Flagrant délit d'insubordination
Je l'avais dit là, je le fais désormais.
Je ne me laisse pas faire, je lui rentre dedans. Il faut dire que sur la semaine passée, elle a franchement dépassé les limites.
Déjà, je n'ai pas le droit de me plaindre d'être fatiguée. Jamais. A mon âge, c'est impensable de l'être, à plus forte raison que je n'ai ni maison ni enfants à entretenir. Deux ans sans vacances? Et alors, il y en a d'autres qui n'en ont jamais. Je ne vois jamais Darling? On a quand même pas besoin d'être collés l'un à l'autre tout le temps! Le boulot me tue? Je n'ai qu'à en changer! Après tout, je n'ai à m'en prendre qu'à moi-même si ma vie n'est pas celle que je souhaitais, d'autant que mes études ont été payées sans rien dire... Et la reconversion professionnelle, ça existe! Comment ça, je ne sais pas vers quoi me diriger? Ben ça, personne ne peut le dire à ma place, je n'ai qu'à me bouger le c** et faire des recherches!
Je serais mesquine, je dirais que c'est étonnant, voire parfaitement obstiné et intolérant, comme réaction de la part de quelqu'un qui est sorti du monde du travail pendant vingt ans et qui est rentré de nouveau dans un secteur où le travail ne manque pas et les diplômes ou l'expérience ne constituent pas un critère majeur de recrutement...
Mais je ne suis pas mesquine et je dis seulement que ce genre de réaction n'est pas exactement ce que j'attends de la part de quelqu'un supposé m'aimer et me soutenir inconditionnellement... Ce qui nous amène au deuxième point de discorde, l'éternel et l'insoluble (pour le moment) problème de ma masse corporelle.

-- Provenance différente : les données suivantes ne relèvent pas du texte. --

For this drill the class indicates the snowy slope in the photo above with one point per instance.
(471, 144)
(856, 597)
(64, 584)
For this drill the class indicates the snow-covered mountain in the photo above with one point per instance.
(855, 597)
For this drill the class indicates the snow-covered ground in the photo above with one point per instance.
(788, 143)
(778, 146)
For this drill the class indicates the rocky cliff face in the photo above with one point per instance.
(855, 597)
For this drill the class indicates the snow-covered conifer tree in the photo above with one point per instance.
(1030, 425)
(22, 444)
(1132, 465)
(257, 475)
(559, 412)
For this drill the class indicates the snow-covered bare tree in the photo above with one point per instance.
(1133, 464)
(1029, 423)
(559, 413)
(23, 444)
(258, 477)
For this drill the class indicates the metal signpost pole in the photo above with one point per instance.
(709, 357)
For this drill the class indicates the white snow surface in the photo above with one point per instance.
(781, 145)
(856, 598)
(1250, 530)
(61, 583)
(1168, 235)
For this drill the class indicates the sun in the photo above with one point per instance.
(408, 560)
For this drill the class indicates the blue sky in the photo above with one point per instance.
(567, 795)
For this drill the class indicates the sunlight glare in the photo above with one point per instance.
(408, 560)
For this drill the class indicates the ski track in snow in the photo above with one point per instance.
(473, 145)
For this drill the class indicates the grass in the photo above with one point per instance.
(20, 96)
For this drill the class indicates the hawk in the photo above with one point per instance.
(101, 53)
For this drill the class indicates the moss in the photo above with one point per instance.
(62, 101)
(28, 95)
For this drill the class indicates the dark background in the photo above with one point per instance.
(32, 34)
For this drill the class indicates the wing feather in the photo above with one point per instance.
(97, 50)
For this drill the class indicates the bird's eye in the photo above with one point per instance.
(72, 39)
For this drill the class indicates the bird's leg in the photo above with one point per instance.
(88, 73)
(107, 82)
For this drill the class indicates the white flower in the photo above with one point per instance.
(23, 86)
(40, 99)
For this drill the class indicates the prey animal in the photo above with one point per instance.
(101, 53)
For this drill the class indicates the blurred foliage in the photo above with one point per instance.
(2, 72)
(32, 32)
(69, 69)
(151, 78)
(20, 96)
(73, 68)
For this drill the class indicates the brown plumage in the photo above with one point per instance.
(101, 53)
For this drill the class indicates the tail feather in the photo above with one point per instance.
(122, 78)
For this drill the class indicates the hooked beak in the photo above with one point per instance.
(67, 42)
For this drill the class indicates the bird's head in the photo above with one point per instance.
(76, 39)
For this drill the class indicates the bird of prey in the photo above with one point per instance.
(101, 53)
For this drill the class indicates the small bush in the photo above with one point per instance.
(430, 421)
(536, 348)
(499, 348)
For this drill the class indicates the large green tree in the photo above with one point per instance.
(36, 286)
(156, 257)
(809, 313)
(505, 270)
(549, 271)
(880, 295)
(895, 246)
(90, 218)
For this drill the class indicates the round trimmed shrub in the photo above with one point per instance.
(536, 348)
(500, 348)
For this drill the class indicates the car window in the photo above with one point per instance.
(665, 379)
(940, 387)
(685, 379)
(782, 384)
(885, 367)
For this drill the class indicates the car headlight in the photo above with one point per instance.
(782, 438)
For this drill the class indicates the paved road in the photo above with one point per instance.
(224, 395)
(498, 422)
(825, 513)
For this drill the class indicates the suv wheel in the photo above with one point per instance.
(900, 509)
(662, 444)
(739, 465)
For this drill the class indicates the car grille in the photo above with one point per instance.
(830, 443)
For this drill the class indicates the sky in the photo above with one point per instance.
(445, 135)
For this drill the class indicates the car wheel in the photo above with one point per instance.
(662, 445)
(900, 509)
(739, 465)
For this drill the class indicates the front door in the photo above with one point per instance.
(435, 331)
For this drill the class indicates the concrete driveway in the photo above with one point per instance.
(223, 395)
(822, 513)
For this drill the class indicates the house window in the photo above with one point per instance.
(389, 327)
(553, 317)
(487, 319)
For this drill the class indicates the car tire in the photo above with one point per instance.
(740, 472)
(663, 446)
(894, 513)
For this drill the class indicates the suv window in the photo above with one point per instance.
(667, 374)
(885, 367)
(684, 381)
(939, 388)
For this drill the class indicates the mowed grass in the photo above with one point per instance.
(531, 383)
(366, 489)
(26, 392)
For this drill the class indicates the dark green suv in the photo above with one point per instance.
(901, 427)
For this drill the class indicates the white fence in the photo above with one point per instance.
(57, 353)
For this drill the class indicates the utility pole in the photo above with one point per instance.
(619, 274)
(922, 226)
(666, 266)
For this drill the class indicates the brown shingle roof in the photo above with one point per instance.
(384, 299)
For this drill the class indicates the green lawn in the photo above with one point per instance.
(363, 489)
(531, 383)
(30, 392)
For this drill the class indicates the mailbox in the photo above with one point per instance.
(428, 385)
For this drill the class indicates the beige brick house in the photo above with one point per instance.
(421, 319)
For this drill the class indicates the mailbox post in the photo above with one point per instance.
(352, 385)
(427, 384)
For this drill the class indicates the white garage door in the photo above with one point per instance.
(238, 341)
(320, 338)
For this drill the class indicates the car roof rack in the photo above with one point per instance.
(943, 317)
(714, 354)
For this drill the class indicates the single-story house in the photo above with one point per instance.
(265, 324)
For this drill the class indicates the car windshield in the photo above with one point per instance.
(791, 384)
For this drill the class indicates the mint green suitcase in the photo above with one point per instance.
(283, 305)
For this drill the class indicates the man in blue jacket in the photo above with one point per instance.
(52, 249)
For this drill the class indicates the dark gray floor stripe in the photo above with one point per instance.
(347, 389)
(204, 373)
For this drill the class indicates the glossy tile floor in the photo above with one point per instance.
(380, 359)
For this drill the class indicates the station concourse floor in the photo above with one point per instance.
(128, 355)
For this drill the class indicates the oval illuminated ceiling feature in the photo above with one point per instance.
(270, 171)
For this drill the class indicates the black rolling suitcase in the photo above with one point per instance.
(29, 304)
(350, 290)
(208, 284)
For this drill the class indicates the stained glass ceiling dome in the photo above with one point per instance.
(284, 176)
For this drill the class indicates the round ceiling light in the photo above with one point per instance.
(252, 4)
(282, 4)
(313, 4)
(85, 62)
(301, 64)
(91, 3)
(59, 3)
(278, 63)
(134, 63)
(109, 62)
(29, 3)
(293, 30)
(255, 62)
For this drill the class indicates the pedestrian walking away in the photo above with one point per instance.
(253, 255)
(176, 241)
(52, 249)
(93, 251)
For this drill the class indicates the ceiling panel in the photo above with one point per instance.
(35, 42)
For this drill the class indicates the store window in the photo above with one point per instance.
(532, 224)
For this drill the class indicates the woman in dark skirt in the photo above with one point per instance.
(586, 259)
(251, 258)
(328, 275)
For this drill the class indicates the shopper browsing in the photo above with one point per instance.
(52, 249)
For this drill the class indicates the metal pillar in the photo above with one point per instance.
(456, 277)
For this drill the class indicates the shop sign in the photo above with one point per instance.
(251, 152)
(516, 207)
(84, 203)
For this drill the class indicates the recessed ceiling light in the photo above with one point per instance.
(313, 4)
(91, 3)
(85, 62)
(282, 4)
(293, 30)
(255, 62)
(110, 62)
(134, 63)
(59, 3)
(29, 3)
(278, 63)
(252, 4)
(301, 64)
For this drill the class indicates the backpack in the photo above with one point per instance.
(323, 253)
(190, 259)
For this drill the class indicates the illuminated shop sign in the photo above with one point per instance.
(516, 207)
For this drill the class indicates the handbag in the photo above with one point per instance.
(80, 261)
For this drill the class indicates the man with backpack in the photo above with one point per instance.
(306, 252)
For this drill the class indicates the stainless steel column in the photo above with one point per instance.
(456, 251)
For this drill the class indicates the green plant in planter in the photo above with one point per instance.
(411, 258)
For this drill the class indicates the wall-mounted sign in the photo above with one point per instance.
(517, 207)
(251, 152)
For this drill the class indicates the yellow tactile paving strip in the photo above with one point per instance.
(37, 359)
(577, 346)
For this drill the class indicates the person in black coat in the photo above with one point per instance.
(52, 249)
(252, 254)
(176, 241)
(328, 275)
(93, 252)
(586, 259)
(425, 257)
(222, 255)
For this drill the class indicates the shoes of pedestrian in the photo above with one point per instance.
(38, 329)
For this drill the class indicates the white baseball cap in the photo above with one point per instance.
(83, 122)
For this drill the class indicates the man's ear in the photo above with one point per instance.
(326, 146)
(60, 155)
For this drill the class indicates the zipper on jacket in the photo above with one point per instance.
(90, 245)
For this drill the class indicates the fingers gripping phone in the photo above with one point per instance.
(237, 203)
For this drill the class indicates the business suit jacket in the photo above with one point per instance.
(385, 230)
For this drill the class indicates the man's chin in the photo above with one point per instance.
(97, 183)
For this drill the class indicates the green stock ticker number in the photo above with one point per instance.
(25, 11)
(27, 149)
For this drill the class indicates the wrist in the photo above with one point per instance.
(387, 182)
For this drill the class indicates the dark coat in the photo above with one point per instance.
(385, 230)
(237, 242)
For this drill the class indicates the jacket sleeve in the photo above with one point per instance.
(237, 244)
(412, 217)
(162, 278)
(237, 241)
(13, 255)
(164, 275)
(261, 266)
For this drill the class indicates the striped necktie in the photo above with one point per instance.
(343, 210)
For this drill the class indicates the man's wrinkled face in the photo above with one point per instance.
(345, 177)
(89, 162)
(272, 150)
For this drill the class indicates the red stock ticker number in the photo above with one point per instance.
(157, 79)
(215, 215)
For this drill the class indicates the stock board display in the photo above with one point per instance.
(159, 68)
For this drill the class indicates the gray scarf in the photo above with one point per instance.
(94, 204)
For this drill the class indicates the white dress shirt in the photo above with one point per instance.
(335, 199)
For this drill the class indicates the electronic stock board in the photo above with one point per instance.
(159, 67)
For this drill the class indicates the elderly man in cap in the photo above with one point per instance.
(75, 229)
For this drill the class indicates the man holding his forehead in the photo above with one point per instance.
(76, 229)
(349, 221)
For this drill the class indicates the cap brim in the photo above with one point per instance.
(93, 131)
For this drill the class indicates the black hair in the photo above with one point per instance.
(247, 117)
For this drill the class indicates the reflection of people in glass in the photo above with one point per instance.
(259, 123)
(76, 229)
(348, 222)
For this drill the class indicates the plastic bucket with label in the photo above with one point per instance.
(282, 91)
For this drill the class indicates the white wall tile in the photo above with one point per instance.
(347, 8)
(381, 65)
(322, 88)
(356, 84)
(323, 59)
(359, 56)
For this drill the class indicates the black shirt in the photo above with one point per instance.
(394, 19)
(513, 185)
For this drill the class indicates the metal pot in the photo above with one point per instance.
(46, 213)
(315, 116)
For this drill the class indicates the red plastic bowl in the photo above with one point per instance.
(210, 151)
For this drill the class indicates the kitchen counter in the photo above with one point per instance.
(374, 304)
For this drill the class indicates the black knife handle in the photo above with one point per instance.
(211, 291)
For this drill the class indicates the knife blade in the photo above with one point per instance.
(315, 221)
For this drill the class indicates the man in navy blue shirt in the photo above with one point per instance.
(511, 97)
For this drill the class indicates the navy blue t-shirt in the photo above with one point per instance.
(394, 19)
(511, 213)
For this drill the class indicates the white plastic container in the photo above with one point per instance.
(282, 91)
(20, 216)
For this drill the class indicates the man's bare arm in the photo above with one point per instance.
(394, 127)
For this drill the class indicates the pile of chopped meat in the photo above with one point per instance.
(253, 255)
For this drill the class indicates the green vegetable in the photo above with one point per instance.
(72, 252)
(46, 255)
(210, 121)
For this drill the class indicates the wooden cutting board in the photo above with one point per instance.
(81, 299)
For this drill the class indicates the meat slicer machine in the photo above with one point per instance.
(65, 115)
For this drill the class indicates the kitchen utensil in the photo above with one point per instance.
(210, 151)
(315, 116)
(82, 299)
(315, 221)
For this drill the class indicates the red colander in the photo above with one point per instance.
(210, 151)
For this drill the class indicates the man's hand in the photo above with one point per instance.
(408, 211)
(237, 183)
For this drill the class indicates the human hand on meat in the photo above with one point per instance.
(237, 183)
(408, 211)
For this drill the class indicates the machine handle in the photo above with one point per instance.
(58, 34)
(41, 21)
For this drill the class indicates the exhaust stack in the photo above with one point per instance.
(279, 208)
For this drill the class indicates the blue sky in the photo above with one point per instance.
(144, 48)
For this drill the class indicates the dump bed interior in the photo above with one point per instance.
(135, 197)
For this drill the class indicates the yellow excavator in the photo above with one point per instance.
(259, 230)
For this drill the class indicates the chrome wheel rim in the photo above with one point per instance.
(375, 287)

Malheureusement pour moi, une indélicate a récemment rencontré ma chère maman et a quelque peu posé ses gros sabots dans le plat en s'exclamant haut et fort que je devais être ravie d'être enceinte...
...
...
Alors, autant, si la réflexion m'avait été faite directement, j'aurais riposté d'un "non, du tout, je suis juste grosse" et la personne se serait mordu les doigts d'avoir aussi peu de discernement et d'élégance, autant, là, rien n'a pu dédramatiser cette désolante situation... Et bien évidemment, ravie d'avoir de l'eau à son moulin, il a fallu qu'elle me le répète en insistant lourdement (sans mauvais jeu de mot) sur le "tu te rends compte, les gens pensent que..."
Les gens pensent que, et alors??? Aujourd'hui, je me sens mieux dans mes bottes que depuis des années. Certes, (très) loin d'être mince et jolie comme les filles de ses copines, mais et alors??? Alors on invoque le prétexte de la santé pour se dédouaner de tout jugement. Sauf que je vais bien, je n'ai pas été malade depuis belle lurette, je ne fume pas, ma contraception n'est pas à base d'hormones et que si j'avais le moindre souci, certainement que ça agirait comme un électrochoc, mais on n'y est pas.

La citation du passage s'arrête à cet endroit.